今春の近畿大会決勝で対戦した時にも先発した両投手の投げ合いは、2年生の飯塚に軍配が上がった。
「5回の(先頭打者への)二塁打は甘かったが、それ以外が良いピッチングができた」と振り返った飯塚。
終わってみれば3安打1失点と見事な内容だった。
試合は1回表、履正社3番大西晃平(2年)のタイムリーで動き出す。
5回裏に報徳学園は犠牲フライで追いつくが、直後の6回表に6番坂本誠志郎(2年)のタイムリーで再び勝ち越した履正社。
マウンドの飯塚は「これを逃げ切るしかない」と思ったという。
リリースポイントが見づらい投球フォームに、緩急も冴えた。
報徳学園の永田裕治監督だけではなく、第2試合を戦った天理・森川芳夫監督、智辯和歌山・高嶋仁の両監督も「打てる球がない」と声を揃えた飯塚の快投。
報徳打線は、攻略の糸口を何とか探ろうとしたが、ついにそれは見えなかった。
「打てる球がない」。
それを象徴した2回。
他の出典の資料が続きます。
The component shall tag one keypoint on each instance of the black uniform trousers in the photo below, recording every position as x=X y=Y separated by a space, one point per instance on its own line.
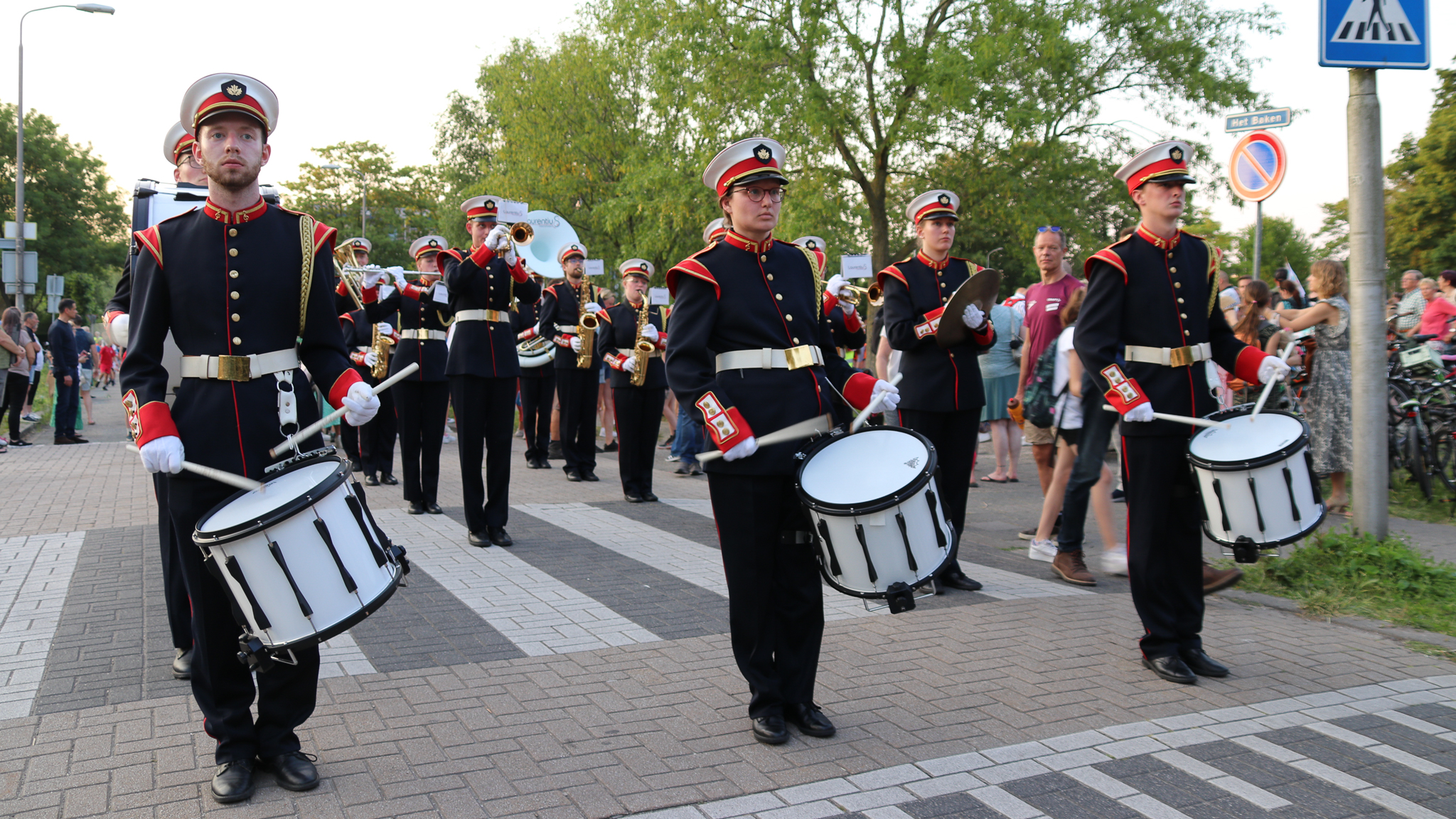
x=579 y=417
x=953 y=434
x=378 y=436
x=1164 y=542
x=775 y=598
x=537 y=394
x=486 y=419
x=173 y=583
x=421 y=410
x=222 y=685
x=638 y=412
2死1塁で打席には8番田村。5球目まででカウントは2-3となった。当然走者は自動的にスタートする。
ボールなら四球、ヒットを打たれれば1、3塁、さらに長打ならば一気に本塁まで還ってきてしまう、投手にとってプレッシャーのかかる場面だ。
結果からさきに書くと、田村は見逃し三振に倒れている。しかしその前に4球ファウルで粘った。いや、ファウルにしかできなかったと言うべきか。
田村伊知郎 (報徳学園)
飯塚が投じた4球は全て絶妙なコースで、見送ればストライクだったのである。
つまり田村としては、ファウルにして好球を待つか、ボールになるのを待つしかなかったのだが、そのどちらの球もこの4球にはなかった。
結局このプレッシャーに根負けしたのは田村。通算10球目となるスライダーに手が出なかった。
もう一つこの日の飯塚の特徴は、報徳打線に送りバントを序盤にさせなかった。
先頭打者が出た1回と1死から失策で走者を与えた2回、共に報徳学園が送りバントを試みているが失敗している。
「最初はバントをさせようと思いましたが、相手が失敗するのを見て、させないように投げました」と飯塚。さらに捕手・坂本のリードにも助けられたと強調する。
この2つの部分で完全にリズムに乗った飯塚と、本来の形を作れなかった報徳学園の差がついてしまったといってもいいだろう。
「前半5回くらいまではスタミナ重視、6回以降は逃げないようなピッチング」を心がけたという飯塚の快投。
岡田龍生監督は「つかみどころのない選手」と飯塚の性格を話すが、それはピッチングにも表れている。
決して球速の出るタイプではないが、独特の間とフォーム、そして緩急をつけて相手打線を打ち取っていく。
確かに『つかみどころがない』
一方で敗れた報徳学園・田村の内容も「この大会で一番良かった」と永田監督が話すように、ここ2試合とは違うものだった。
直球のノビが戻りつつあり、スライダーにもキレがあった。それに本人は否定したが、チェンジアップのような落ち方をした球も何球か見られた。
田村は「負けたのは悔しい」と話したが、最後に手応えを掴んだ秋だったに違いない。